On The Especial Plight Of The Poet In Time Of Illness
The carpenter, on feeling ill, will saw some fewer boards,
Musicians sick will use their skills to strum some fewer chords,
And so on is the workload less for airline pilots, stevedores,
Cooks and cops and seamstresses, and any man or maid with chores.
But lo, the weakest of the chain, the poet, while of little use,
Cannot exert a lesser main, with nothing to reduce.

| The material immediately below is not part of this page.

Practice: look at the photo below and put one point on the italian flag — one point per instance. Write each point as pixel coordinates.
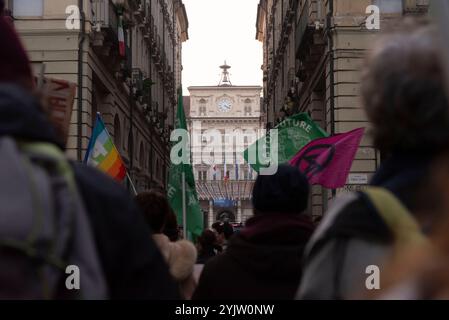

Alas! In bed he sorely stays, aggrieved by all his woes,
The same as on his normal days, undone by all his foes,
But now, with added anguish in his belly or his bowel,
And nothing more to languish, from his biceps to his jowl,
Nor can the wretch, for love nor spite, neglect his Muse’s voice,
For as to when to rise and write— in this he has no choice.
For Your 29th Wedding Anniversary
We galloped a bed across the floor,
Hurrah! the four-poster cried, Some more!
We galloped a short-legged living room couch,
Yahoo! it squeaked, I’m a bronco! Ouch!
We galloped a blanket along the sand,
The edges flapped to beat the band!
We galloped straight up like a sewing machine
Spilling clothes on the floor, our tangled jeans.
We galloped and galloped, then cantered a bit,
And slowed to a walk, and at last are quit
Of the need to continue at such a pace,
Understandably, having won the race.
Light Night
What makes the sleeper’s night light
is mainly the crack and peel of thunder
and dark’s eruption into bright,
but also the wine and food earlier,
and a statue of Death by the River Seine,
and prior to that, a flattened wino,
his head on concrete, the anthill of people,
Paris, scurrying around him, me finding
time to pause and pillow his head,
though not really help, before moving on
toward my own full stop, but with a chance to reflect
that very night: on thunder, the flash of light, and Night.